Speaking with The Fourth Wall podcast for a recent interview, Kurzel opened up about his time making “Assassin’s Creed” and how video game adaptations are so difficult to pull off:

“There were certain aspects of the game that everyone thought would be fantastic to have in the film. I don’t think there was ever like, ‘You have to do this.’ I think the challenge is the ideas in the game are so complicated.” [In ‘Assassin’s Creed,’] you’ve got two different worlds; the modern world with Callum Lynch who then goes into the Animus and goes back to a particular time. And to be honest, that’s why most people play the game – to be immersed in a particular period of history.

So it was really tricky, that balance of how much to you start in the future and how much do you land in the past, how the two time periods riff off each other, and that became the most challenging part of the writing. There are aspects of that film I really love and are really unusual and I definitely was surprised by some of the feedback from it because I think there’s a lot of merit in it. But the most challenging part for all of us was to land what is a really complicated story and that from the beginning was the thing we knew was tricky.”

The games in the series spend very little time in the present, opting to stick in the past, but the film overall had only a handful of scenes set outside the present – specifically 15th century Spain. Kurzel says one change he would make had a film sequel been a real potential would have been to play around with more timelines and different periods:

“I don’t think we got down the track too far with [a sequel], but I mean, it’s obvious – pick your time period in which you could’ve traveled to next. Instead of going back so many years, I thought it’d be really interesting to go back to a period in time that felt closer to the present.

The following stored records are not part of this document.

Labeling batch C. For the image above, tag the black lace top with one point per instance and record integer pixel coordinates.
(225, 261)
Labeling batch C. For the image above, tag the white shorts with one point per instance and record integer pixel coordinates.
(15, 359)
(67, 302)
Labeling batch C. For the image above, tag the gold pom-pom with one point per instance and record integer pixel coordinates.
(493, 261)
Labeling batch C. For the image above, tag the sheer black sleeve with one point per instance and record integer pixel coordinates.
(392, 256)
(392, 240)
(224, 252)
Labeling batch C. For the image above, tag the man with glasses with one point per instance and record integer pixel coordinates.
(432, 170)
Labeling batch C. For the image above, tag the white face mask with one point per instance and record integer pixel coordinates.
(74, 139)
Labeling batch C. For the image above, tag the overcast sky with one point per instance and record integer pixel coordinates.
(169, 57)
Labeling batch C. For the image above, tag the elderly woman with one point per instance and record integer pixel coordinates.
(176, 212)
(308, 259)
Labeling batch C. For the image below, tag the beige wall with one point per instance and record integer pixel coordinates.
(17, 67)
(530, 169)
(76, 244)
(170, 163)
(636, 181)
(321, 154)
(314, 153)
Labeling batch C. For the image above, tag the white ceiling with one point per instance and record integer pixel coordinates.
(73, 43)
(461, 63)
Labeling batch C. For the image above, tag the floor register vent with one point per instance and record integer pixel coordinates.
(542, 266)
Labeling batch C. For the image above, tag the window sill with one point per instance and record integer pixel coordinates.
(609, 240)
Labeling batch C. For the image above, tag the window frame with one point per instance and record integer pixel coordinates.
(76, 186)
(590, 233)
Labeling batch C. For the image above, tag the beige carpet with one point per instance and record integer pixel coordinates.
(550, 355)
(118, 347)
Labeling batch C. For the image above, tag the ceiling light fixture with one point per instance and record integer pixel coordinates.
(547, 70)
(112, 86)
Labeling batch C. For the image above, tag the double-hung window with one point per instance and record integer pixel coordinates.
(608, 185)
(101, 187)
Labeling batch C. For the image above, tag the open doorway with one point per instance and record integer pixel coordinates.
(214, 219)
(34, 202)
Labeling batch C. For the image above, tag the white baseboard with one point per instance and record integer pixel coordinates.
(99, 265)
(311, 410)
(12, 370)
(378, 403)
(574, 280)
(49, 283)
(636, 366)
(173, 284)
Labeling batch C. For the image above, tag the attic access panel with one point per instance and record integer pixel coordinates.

I was thinking about adaptations for great books as well. How do you suddenly take a 600 or 700-page book that’s a masterpiece and shove all that in 90 minutes? Sometimes I think you need to dismantle it all and approach it in a very simple way…So maybe, ‘Assassin’s’ would work really fantastically as a series. Maybe there’s a way of simplifying the concept of the game to really capture the heart of it.”

Kurzel recently did a punk rock version of the Ned Kelly tale with “True History of the Kelly Gang” starring George McKay, Nicholas Hoult, Charlie Hunnam, Essie Davis and Russell Crowe. He’s also developing multiple series for streaming.